Measuring Information Diffusion in Code Review at Spotify
Michael Dorner, Daniel Mendez, Ehsan Zabardast, Nicole Valdez, Marcin Floryan
TL;DR
This work assesses whether code review acts as a broad information diffusion mechanism by framing it as a communication network and conducting a confirmatory observational study at Spotify. It introduces a measurement model based on a code review graph $G=(C,R)$ augmented by mappings $f_1$, $f_2$, and $f_3$ to capture participants, components, and teams, with diffusion quantified via $Jaccard$ similarity and graph edit distance, all normalized to $[0,1]$. The study tests three hypotheses $H_1$, $H_2$, and $H_3$ derived from theory $T$, using a qualitative rejection criterion rather than fixed thresholds, to determine whether information diffusion transcends social, architectural, and organizational boundaries. The contributions lay in a concrete observational framework, a reproducible measurement pipeline using Spotify data (GitHub Enterprise and Backstage), and a rigorous discussion of limitations and falsification as a path to refining the theory of code review as a communication network.
Abstract
Background: As a core practice in software engineering, the nature of code review has been frequently subject to research. Prior exploratory studies found that code review, the discussion around a code change among humans, forms a communication network that enables its participants to exchange and spread information.
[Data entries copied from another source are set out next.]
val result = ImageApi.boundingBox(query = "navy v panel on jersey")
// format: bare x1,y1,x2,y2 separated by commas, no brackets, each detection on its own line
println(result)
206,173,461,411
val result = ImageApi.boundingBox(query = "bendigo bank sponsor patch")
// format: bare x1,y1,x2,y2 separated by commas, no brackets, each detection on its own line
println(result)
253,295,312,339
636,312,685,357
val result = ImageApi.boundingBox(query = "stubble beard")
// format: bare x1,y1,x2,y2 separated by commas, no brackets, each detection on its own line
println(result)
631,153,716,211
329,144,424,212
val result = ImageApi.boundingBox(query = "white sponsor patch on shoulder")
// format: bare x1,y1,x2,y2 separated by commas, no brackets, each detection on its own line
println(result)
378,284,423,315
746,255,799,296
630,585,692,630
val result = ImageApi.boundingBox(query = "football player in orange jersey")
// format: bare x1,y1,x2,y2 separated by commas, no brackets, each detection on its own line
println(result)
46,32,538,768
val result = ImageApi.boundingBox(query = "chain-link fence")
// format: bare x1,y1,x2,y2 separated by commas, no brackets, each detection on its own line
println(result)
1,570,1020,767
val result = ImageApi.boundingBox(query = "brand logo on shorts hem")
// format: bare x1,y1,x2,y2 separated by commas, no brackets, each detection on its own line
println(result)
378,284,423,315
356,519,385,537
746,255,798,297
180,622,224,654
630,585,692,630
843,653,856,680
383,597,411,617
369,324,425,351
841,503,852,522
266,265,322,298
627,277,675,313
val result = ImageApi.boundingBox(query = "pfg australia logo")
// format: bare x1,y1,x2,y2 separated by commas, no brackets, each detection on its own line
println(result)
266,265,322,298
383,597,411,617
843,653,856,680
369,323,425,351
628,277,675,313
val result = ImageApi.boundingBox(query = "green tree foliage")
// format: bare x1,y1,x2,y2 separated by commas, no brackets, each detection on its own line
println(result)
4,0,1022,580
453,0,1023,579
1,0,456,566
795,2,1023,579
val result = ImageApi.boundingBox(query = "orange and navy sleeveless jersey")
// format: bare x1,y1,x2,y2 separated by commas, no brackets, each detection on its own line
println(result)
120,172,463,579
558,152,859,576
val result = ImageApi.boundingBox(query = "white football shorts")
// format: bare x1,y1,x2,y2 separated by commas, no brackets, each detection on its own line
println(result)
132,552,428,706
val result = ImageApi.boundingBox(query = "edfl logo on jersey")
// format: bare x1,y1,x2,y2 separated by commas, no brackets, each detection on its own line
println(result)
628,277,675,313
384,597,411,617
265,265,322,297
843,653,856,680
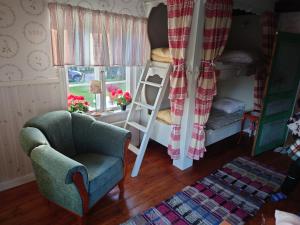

Although popular in software engineering, there is no confirmatory research corroborating this theory and the actual extent of information diffusion in code review is not well understood. Objective: In this registered report, we propose an observational study to measure information diffusion in code review to test the theory of code review as communication network. Method: We approximate the information diffusion in code review through the frequency and the similarity between (1) human participants, (2) affected components, and (3) involved teams of linked code reviews. The measurements approximating the information diffusion in code review serve as a foundation for falsifying the theory of code review as communication network.